A repository, or Git project, encompasses the entire collection of files and folders associated with a project, along with each file’s revision history.
A repository is like a folder for your project. Your project's repository contains all of your project's files and stores each file's revision history. You can also discuss and manage your project's work within the repository.
You can own repositories individually, or you can share ownership of repositories with other people in an organization. You can restrict who has access to a repository by choosing the repository's visibility.
The file history appears as snapshots in time called commits, and the commits exist as a linked-list relationship, and can be organized into multiple lines of development called branches.
Now, what's a commit?
A commit, or "revision", is an individual change to a file (or set of files).
It's like when you save a file, except with Git, every time you save it creates a unique ID (a.k.a. the "SHA" or "hash") that allows you to keep record of what changes were made when and by who. Commits usually contain a commit message which is a brief description of what changes were made.
And, what's a Branch?
A branch is a parallel version of a repository.
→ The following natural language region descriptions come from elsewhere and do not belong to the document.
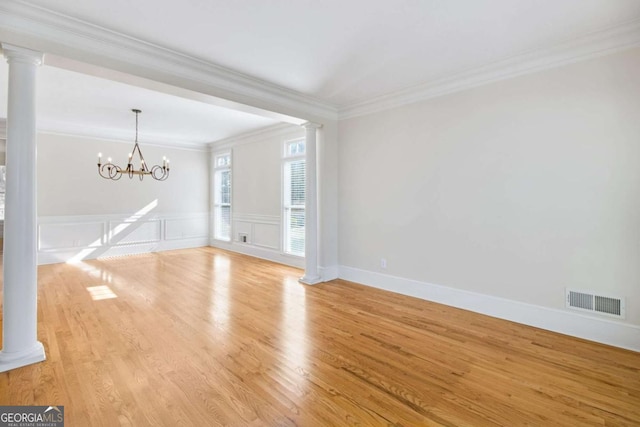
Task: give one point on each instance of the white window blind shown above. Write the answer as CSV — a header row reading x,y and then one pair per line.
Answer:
x,y
222,197
294,198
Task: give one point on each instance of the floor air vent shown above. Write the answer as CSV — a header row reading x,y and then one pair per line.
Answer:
x,y
600,304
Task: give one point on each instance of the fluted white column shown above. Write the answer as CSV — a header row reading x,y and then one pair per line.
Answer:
x,y
311,275
20,344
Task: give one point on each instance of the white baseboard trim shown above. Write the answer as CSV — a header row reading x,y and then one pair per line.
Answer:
x,y
326,273
604,331
81,237
258,252
329,273
82,254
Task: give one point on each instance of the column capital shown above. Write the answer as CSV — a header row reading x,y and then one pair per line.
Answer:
x,y
21,54
311,125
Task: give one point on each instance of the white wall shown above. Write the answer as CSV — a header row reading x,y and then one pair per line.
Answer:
x,y
82,215
257,192
515,190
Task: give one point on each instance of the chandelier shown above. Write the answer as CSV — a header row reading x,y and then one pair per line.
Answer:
x,y
115,172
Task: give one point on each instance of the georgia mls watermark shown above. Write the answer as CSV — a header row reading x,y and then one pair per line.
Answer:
x,y
31,416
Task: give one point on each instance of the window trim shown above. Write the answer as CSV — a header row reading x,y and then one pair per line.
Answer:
x,y
228,166
285,205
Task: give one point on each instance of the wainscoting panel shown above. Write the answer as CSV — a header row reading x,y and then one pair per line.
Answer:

It is contained within the repository, but does not affect the primary or master branch allowing you to work freely without disrupting the "live" version. When you've made the changes you want to make, you can merge your branch back into the master branch to publish your changes.
Use a branch to isolate development work without affecting other branches in the repository. Each repository has one default branch, and can have multiple other branches. You can merge a branch into another branch using a pull request.
You can use branches to develop features, fix bugs or just safely experiment with new ideas.